Mar 25, 2026
5 min
Imagine you are building an application that relies on a word bank. One design choice that might arise is whether this data should live in an external text file or should be baked directly into the compiled binary. While modern development often favors the flexibility of external assets, performance purists out there will argue in favor of the raw speeds of internal embeddings.
We know intuitively that memory access beats disk I/O, but by how much? More importantly, is the performance difference significant enough to choose one solution over the other? Let’s visualize the results quantitatively and put those numbers into perspective.
First, to clarify we are only measuring data availability latency: the time elapsed from the moment of process execution until the entire word bank is accessible as a contiguous byte slice in memory.
package main
import (
_ "embed"
"fmt"
"os"
"time"
)
var embeddedData []byte
func main() {
startEmbed := time.Now()
var embedChecksum byte
for _, data := range embeddedData {
embedChecksum += data
}
durationEmbed := time.Since(startEmbed).Nanoseconds()
startExt := time.Now()
externalData, err := os.ReadFile("wordbank.txt")
if err != nil {
os.Exit(1)
}
var externalChecksum byte
for _, data := range externalData {
externalChecksum += data
}
durationExt := time.Since(startExt).Nanoseconds()

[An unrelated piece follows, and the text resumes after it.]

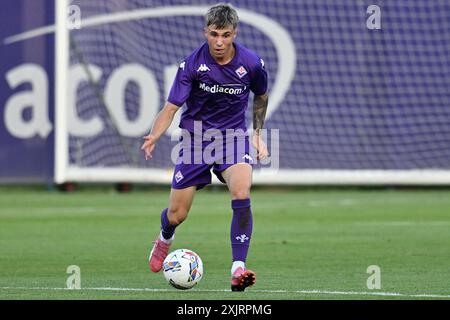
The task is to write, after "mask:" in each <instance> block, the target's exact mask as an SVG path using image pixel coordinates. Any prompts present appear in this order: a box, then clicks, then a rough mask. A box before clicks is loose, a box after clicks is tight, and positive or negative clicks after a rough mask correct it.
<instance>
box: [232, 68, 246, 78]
mask: <svg viewBox="0 0 450 320" xmlns="http://www.w3.org/2000/svg"><path fill="white" fill-rule="evenodd" d="M235 72H236V73H237V75H238V76H239V78H242V77H243V76H245V75H246V74H247V70H245V68H244V67H243V66H240V67H239V68H237V69H236V70H235Z"/></svg>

fmt.Printf("%d %d\n", durationEmbed, durationExt)
_ = embedChecksum
_ = externalChecksum
}
| Size | Embedded (avg) | External (avg) | Speedup |
|---|---|---|---|
| 1KB | 0.19 us | 28.88 us | 14792.90% |
| 100KB | 0.18 us | 70.77 us | 38619.20% |
| 1MB | 0.17 us | 529.80 us | 316259.20% |
| 10MB | 0.30 us | 4753.46 us | 1598240.60% |
It is important to note that hardware and software state is the largest variable here. Swap the storage to use an NVMe SSD or disable cache file system and the numbers here might look significantly different. However, these results are significant enough to where regardless of such variables we can probably assume there’s at least a 1000% speedup at the very least (very very conservative lower bound).
Now that we have the results, let’s ground them in reality. While there is an order-of-magnitude difference in performance, especially as the resource size increases, it often matters less than the numbers suggest.
Consider a comprehensive English dictionary of ~450,000 words. At an average of 5-8 characters per word, the file sits at roughly 2 MB to 4 MB. Even on modest hardware, an external fetch of a 4 MB file might take only 2–5 ms.
Here are some latency numbers put into perspective:
Since loading a word bank is typically a one-time upfront cost at startup, a 5 ms delay is invisible to the user.
If performance were the only metric, embedding would win every time. However, the decision is much more nuanced. Embedding creates bloat in the compiled binary, but also simplifies distribution. Loading external files adds more latency, but it also allows for more flexibility, user configuration, and manageable resources.
This is not to say that being blazingly fast does not matter, rather the lesson here is to carefully consider the tradeoffs of each decision and understand what your project needs to prioritize. In an age where production is cheap, critically evaluating a problem and having the knowledge to make a decision becomes an invaluable skill.